I saw this question about the the result of sizeof() and i didn't understand the output of this function.

#include <stdio.h>
void checkSizes(char matrix3d[10][20][30])
{
    printf ("%lu\t", sizeof(matrix3d));
    printf ("%lu\t", sizeof(*matrix3d));
    printf ("%lu\t", sizeof(**matrix3d));
    printf ("%lu\t", sizeof(***matrix3d));
}
int main()
{
    char matrix[10][20][30];
    checkSizes(matrix);
}

as i was assuming , when a function get an array to work with , it's getting a pointer to the array, so when i'll print the first line of

printf ("%lu\n", sizeof(matrix3d));

the output will be 8.

BUT isn't the next printf will get me to diffrent pointer to pointer that his size will be also 8 ?

so i thouth this will lead to

8    8    8    1

the real output is

8    600    30   1

Answer 1

In this statement

printf ("%lu\t", sizeof(*matrix3d));
// it is better to use "%zu\t"

expression *matrix3d has type char[20][30].

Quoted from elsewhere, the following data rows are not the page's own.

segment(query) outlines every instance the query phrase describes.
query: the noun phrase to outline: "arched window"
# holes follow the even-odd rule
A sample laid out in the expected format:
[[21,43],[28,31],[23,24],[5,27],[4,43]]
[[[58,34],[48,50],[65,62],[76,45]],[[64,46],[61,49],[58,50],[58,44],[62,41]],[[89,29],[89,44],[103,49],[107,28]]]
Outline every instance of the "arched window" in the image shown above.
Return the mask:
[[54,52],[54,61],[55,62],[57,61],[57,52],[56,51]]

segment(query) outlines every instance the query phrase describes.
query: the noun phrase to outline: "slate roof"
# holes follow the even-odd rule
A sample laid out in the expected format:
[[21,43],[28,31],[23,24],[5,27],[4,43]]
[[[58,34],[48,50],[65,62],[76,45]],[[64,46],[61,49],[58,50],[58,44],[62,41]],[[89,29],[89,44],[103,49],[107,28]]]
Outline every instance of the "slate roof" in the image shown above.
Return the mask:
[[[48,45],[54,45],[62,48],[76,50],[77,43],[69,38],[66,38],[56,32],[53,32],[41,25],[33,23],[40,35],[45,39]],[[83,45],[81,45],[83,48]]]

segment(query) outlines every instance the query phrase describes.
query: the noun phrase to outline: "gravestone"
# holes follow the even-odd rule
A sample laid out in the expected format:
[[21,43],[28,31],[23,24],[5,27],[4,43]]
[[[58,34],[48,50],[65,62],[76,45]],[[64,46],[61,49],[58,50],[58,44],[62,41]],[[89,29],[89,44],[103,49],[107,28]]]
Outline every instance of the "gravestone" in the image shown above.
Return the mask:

Using an array in the sizeof operator as an expression does not convert the expression to the pointer to the first element of the array.

Thus you will get output 600.

However if you would write

sizeof( *matrix3d + 0)

then indeed *matrix3d having type char[20][30] will be converted in the expression *matrix3d + 0 implicitly to pointer of type char ( * )[30] and the corresponding printf statement will output 8,

As for the function parameter and its argument then they are implicitly converted to type char ( * )[20][30]

So for example these function declarations are equivalent

void checkSizes(char matrix3d[10][20][30]);
void checkSizes(char ( *matrix3d )[20][30]);

and declare the same one function.

Answer 2

First you need to know that sizeof is an operator and not a function. Arrays do not convert to pointer to its first element when it is an operand of sizeof or unary & operator.

In function checkSizes, the parameter matrix3d is of type pointer to an array of 20 arrays of 30 chars . Since it is a pointer, the statement

printf ("%lu\t", sizeof(matrix3d));  

will print the size of a pointer.
Dereferencing the pointer matrix3d will give its first element. Its first element is an array of 20 arrays of 30 chars. sizeof(*matrix3d) will return size of array char[20][30] which is 600 Bytes. sizeof(*matrix3d) is equivalent to sizeof(matrix3d[0]).

The type of **matrix3d is an array of 30 chars, sizeof(**matrix3d) will print 30 Bytes.
The type of ***matrix3d is achar, sizeof(***matrix3d) will print 1 Byte.